Les inégalités régionales, elles aussi, se sont creusées. La restructuration lancée dans les années 2000, visant à optimiser les dépenses, a consisté à fermer des hôpitaux ruraux et construire des établissements de pointe dans les grandes villes. Les témoignages de soignants sur le manque de matériel et de médicaments, la vétusté des équipements et les bas salaires abondent sur les réseaux sociaux. En 2019, des grèves et des mouvements de démissions collectives, souvent soutenus par le syndicat de l’Alliance des médecins, ont éclaté dans plusieurs villes du pays. Fin août, à Piatigorsk, non loin de la frontière géorgienne, tous les traumatologues d’un même hôpital ont démissionné collectivement.
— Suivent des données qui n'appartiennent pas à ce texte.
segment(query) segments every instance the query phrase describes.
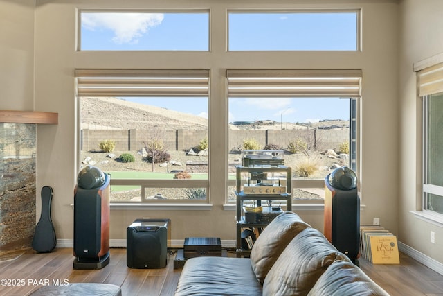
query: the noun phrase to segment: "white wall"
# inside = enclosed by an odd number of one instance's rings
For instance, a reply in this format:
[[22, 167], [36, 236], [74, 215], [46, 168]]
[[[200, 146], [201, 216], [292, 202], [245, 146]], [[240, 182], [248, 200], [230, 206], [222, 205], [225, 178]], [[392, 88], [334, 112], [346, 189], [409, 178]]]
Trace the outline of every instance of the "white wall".
[[[73, 189], [76, 166], [76, 105], [73, 71], [75, 68], [213, 69], [210, 111], [211, 165], [226, 163], [226, 117], [224, 85], [221, 78], [227, 68], [246, 69], [361, 69], [363, 73], [361, 113], [361, 222], [379, 217], [381, 224], [398, 232], [398, 4], [395, 1], [208, 1], [190, 0], [37, 0], [35, 10], [36, 108], [59, 113], [56, 126], [37, 130], [37, 189], [54, 189], [53, 220], [58, 238], [72, 239]], [[245, 3], [245, 2], [243, 2]], [[253, 4], [255, 3], [255, 4]], [[152, 6], [150, 6], [152, 4]], [[210, 53], [115, 53], [75, 51], [76, 9], [82, 8], [188, 7], [213, 12], [213, 51]], [[362, 8], [363, 50], [361, 52], [226, 53], [224, 42], [227, 8]], [[222, 155], [222, 157], [220, 157]], [[235, 211], [224, 210], [226, 174], [210, 176], [211, 211], [112, 210], [111, 236], [125, 239], [126, 227], [134, 218], [170, 218], [171, 238], [219, 236], [235, 238]], [[38, 201], [38, 200], [37, 200]], [[302, 211], [300, 216], [320, 230], [323, 211]]]
[[0, 110], [34, 110], [34, 1], [0, 1]]
[[[416, 250], [443, 263], [443, 229], [417, 219], [421, 209], [422, 105], [416, 96], [414, 63], [443, 53], [443, 1], [400, 1], [399, 238]], [[430, 242], [435, 232], [435, 244]]]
Cette colère ne s’exprime pas seulement dans les régions périphériques. À Taroussa, ville d’une dizaine de milliers d’habitants située à environ cent cinquante kilomètres au sud de la capitale, les soignants nous confient manquer de tout, y compris de produits de base comme les blouses jetables ou le désinfectant. «Mettre quelqu’un sous ventilateur nécessite non seulement un médecin qualifié mais aussi des anesthésistes, des techniciens de laboratoire et surtout des infirmiers de soins intensifs, souligne Judyth Twigg. Il n’est pas sûr que la Russie dispose de telles ressources.»
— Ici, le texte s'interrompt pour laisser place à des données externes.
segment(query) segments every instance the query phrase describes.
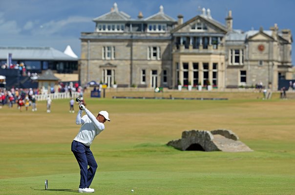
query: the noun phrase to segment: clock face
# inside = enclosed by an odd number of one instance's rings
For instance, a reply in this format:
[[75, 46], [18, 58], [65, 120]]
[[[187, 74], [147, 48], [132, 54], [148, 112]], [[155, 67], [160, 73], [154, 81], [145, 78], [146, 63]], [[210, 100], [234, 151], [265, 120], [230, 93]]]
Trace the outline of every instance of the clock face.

Même si le système de santé russe résistait au choc du Covid-19, ses problèmes structurels n’en seraient pas pour autant réglés. L’offre de soins primaires est désormais négligée. Le nombre de médecins de district est passé de 73 200 à 60 900 entre 2005 et 2016  (9). La part des généralistes représentait à peine 13% du total de médecins en 2017, contre 33% en moyenne dans les pays de l’OCDE (10). Pour se faire soigner, la population russe délaisse les policliniques publiques. Selon une étude menée en août 2019 (11), plus de la moitié (57%) des Russes ne vont pas chez le médecin lorsqu’ils tombent malades, mais optent pour l’automédication.
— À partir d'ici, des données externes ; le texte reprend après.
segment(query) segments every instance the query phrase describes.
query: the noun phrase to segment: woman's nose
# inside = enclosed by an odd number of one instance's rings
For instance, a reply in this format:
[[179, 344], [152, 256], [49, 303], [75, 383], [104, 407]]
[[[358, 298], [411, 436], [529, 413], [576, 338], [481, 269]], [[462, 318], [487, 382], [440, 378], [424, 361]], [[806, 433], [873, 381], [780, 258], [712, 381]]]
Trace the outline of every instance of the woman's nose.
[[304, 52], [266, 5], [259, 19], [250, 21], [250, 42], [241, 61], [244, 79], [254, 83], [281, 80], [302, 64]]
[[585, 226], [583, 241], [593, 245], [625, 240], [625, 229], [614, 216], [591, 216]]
Les plus fortunés peuvent se tourner vers une offre privée en pleine expansion. Depuis l’ouverture, en 2006, de la première maternité privée à Moscou par MD Medical Group, les grands groupes de santé accélèrent leur croissance, ciblant essentiellement la classe moyenne supérieure des grandes villes. En 2016, la part de fournisseurs de soins privés dans le segment de l’assurance médicale obligatoire représentait 29%, contre 16% trois ans plus tôt. Medsi, propriété de la holding Sistema, dont les établissements effectuent déjà plus de huit millions de consultations par an, planifie d’ouvrir en 2020 un centre multifonctionnel de près de 34 000 mètres carrés dans la capitale.

Depuis plusieurs années, Igor Sheiman, chercheur à l’École des hautes études en sciences économiques à Moscou, propose d’en revenir aux sources du système Semachko, fondé sur l’accessibilité financière des soins et le rôle pivot des policliniques. «Malheureusement, les efforts consentis ne vont pas dans ce sens», regrette-t-il. À ses yeux, les mesures prévues au sein du programme national «Santé» (un des treize projets nationaux prioritaires pour la période 2019-2024) pour la modernisation des soins primaires demeurent trop superficielles pour la réforme en profondeur dont le système aurait besoin. En outre, les fonds prévus pour les projets nationaux risquent d’être amputés. Obsédé par la stabilité du rouble, Moscou hésite à creuser son déficit budgétaire et puise avec parcimonie dans son fonds souverain pour financer les mesures d’urgence. Quant à la modernisation du pays, elle attendra.